Build big muscles with these healthy, high-protein snack bars!
These all-natural snack/energy bars are PACKED with protein! They've got almonds, pumpkin seeds, almond butter, sesame seeds, and flaxseed. Of course, flaxseed is also a great source of Omega-3's, which helps reduce (post-exercise) inflammation. Per 1/4 c. serving, pumpkin seeds, flaxseed, and almonds each have 8 g. of protein, while sesame seeds have 6.36 g. Almond butter has 7 g. of protein per 2 Tbsp. serving. These nuts and seeds contain heart-healthy, monounsaturated fats which, in combination with their protein (and carbohydrate) content, will really satisfy your hunger and fill you up. A little goes a long way, so easy does it. :) You'll be surprised how filling one serving, (i.e., a 3 1/2 x 2 1/8" bar), really is.
2/3 c. sliced raw almonds
2/3 c. shelled pumpkin seeds
1/2 c. ground flaxseed
1/2 c. (brown or white) sesame seeds
1 c. no-sugar added dried cherries (Whole Foods Market carries these)
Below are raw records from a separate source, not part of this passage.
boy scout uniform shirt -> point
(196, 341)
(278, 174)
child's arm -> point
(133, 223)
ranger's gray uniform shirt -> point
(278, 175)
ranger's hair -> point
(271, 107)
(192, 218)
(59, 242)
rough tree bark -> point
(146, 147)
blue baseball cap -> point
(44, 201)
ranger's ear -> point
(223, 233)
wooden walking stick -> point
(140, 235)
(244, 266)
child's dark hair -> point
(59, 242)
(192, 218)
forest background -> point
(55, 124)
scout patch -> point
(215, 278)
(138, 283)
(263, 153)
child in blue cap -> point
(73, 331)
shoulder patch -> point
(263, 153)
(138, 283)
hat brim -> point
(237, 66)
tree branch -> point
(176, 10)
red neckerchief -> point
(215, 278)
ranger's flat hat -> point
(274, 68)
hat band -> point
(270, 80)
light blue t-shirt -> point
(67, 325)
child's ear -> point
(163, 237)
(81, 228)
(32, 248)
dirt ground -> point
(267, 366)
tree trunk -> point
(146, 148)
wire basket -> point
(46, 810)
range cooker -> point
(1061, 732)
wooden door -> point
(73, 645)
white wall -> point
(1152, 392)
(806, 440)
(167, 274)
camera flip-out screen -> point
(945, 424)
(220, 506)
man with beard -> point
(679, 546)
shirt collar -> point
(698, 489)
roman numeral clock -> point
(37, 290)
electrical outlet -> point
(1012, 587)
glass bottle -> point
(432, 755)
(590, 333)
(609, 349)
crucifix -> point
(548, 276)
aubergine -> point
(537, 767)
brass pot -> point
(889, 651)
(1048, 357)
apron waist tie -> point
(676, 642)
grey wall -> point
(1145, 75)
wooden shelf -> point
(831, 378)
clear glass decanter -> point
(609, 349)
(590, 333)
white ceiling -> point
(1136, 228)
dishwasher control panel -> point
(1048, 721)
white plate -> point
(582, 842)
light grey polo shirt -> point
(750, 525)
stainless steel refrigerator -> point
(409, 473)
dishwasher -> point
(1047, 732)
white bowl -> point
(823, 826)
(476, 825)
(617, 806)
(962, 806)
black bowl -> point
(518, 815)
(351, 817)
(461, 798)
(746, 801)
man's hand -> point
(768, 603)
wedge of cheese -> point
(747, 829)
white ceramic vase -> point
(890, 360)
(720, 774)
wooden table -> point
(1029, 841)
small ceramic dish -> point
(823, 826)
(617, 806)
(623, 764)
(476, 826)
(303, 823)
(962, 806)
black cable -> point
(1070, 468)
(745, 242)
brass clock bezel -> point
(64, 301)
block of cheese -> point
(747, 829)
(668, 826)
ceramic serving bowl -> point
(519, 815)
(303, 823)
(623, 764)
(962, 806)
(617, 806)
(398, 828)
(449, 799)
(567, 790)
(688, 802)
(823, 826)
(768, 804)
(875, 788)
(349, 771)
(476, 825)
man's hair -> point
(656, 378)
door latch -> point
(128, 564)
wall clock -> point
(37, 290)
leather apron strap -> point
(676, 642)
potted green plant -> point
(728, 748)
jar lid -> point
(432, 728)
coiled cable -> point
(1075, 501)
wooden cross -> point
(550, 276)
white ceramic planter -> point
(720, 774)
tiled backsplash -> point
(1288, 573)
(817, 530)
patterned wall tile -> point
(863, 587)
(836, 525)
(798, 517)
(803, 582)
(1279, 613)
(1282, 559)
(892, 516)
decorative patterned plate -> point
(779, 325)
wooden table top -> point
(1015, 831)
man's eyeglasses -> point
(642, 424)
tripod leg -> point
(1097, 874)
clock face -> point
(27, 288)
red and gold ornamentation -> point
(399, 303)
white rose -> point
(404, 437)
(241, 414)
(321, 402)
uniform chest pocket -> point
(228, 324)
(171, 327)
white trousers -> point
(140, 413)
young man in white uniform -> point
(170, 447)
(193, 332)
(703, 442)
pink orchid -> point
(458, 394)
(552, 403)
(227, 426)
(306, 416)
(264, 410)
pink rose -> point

2 tsp. pure vanilla extract
1/2 c. pure maple syrup
1/4 c. extra virgin coconut oil
1/4 c. almond butter
2 tsp. ground cinnamon
1/2 tsp. ground allspice
1/2 tsp. salt
Directions: Preheat oven to 350°F. Add all ingredients to a medium-sized bowl and fold together until thoroughly combined. Pour into a nonstick, 11" x 7" brownie pan and spread mixture across pan until it's completely covered, pressing down a bit to compact the mixture a bit. Place into the oven and bake for about 35 minutes, or until golden brown. Allow to cool completely, about 10-15 minutes. Then cut into 12 (3 1/2" x 2 1/8") bars. (Do not remove them from the pan.) Chill in the refrigerator for at least 1-2 hours to allow bars to set. (This will help the bars further solidify.) Transfer the bars to a serving plate using a small spatula, storing the remainder in an airtight container for future snacking. (They should easily lift from the pan.) Serve and enjoy!
Yield: Approximately 12 3 1/2" x 2 1/8" bars. (1 bar = 1 serving.)